GPU 記憶體階層 (GPU Memory Hierarchy)

#cuda #memory #shared-memory #unified-memory #concept

在異質運算系統中，有效運用記憶體與最大化運算單元利用率同等重要。GPU 除了快取之外，還包含多種可程式化的 on-chip memory。本筆記依序介紹 DRAM、on-chip memory、caches 與 unified memory。

重點總覽

項目	重點
DRAM	GPU 與 CPU 各有直連 DRAM；device code 視角下 GPU 的 DRAM 稱 global memory，CPU 的 DRAM 稱 system memory / host memory
Unified virtual memory space	CPU 與所有 GPU 共用單一虛擬位址空間，每個位址可判斷屬於哪個記憶體
Register file	每個 SM 私有，存 thread 區域變數，由 compiler 配置，per-thread
Shared memory	每個 SM 私有，供 thread block / cluster 內 threads 交換資料，per-block 配置
容量限制	register / shared memory 容量有限；block 所需 register 總量超過 SM register file 則 kernel 無法啟動
L1 cache	每個 SM 一個，屬於 unified data cache
L2 cache	較大，由整個 GPU 所有 SM 共享
Constant cache	每個 SM 一個，快取宣告為 constant 的 global memory，kernel 參數也可能放入
Unified memory	配置可從 CPU 或 GPU 存取，由 runtime / 硬體在需要時搬移
Mapped memory（例外）	可被 GPU 直接存取的 CPU memory，但走 PCIe/NVLINK，延遲高、非高效替代

DRAM Memory in Heterogeneous Systems

GPU 與 CPU 都各自有直連的 DRAM 晶片；在多 GPU 系統中，每個 GPU 都有自己的記憶體。從 device code 的視角來看，連接到 GPU 的 DRAM 稱為 global memory，因為 GPU 內所有 SM 皆可存取。連接到 CPU 的 DRAM 則稱為 system memory 或 host memory。

global memory 之名僅表示「GPU 內所有 SM 可存取」，不代表整個系統各處皆可存取。
與 CPU 相同，GPU 採用 virtual memory addressing（虛擬記憶體定址）。
現行支援的所有系統中，CPU 與 GPU 使用單一 unified virtual memory space：
- 每個 GPU 的虛擬位址範圍唯一且互不重疊，與 CPU 及其他 GPU 皆不同。
- 對任一虛擬位址，可判斷其屬於 GPU memory 還是 system memory；多 GPU 系統中還可判斷屬於哪個 GPU。
CUDA 提供 API 來配置 GPU memory、CPU memory，並在 CPU↔GPU、GPU 內、GPU↔GPU 之間複製資料；資料 locality 可在需要時明確控制。

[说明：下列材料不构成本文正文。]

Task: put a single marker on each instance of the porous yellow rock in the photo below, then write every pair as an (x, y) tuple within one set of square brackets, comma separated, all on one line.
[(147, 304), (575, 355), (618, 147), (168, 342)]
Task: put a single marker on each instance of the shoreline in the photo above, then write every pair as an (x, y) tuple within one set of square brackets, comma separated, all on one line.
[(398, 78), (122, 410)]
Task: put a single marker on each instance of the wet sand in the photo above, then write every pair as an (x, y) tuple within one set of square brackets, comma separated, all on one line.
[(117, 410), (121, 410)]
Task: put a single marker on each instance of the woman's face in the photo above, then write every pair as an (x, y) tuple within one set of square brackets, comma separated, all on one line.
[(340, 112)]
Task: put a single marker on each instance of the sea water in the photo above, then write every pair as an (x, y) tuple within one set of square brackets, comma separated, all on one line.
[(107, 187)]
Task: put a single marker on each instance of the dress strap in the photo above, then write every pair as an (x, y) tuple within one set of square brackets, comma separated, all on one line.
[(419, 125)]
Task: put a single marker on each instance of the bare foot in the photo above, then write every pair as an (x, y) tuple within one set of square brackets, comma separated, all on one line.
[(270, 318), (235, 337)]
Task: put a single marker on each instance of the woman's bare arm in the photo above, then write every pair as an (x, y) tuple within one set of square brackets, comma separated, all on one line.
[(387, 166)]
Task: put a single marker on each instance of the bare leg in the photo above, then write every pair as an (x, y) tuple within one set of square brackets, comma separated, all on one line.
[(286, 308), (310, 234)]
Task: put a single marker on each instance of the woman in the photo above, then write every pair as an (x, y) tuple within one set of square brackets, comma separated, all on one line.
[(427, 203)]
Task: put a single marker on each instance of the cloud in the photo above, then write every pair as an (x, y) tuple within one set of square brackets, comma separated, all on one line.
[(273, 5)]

            Unified Virtual Memory Space（單一虛擬位址空間）
  ┌──────────────────────────────┬──────────────────────────────┐
  │            CPU                │             GPU              │
  │   ┌──────────────────────┐   │   ┌──────────────────────┐   │
  │   │  system / host memory│   │   │   global memory      │   │
  │   │       (DRAM)         │   │   │       (DRAM)         │   │
  │   └──────────────────────┘   │   │  所有 SM 皆可存取     │   │
  │                              │   └──────────────────────┘   │
  └──────────────────────────────┴──────────────────────────────┘
       位址範圍唯一互不重疊 → 由位址即可判斷資料位於何處

Tip

由於採用 unified virtual memory space，給定一個指標位址即可判斷它指向 CPU 或哪一個 GPU 的記憶體，這是 CUDA 能正確搬移與存取資料的基礎。

On-Chip Memory in GPUs

除了 global memory 之外，每個 GPU 還有一些 on-chip memory。每個 SM 都有自己的 register file 與 shared memory，這些記憶體屬於 SM 的一部分，可從在該 SM 內執行的 threads 極快速地存取。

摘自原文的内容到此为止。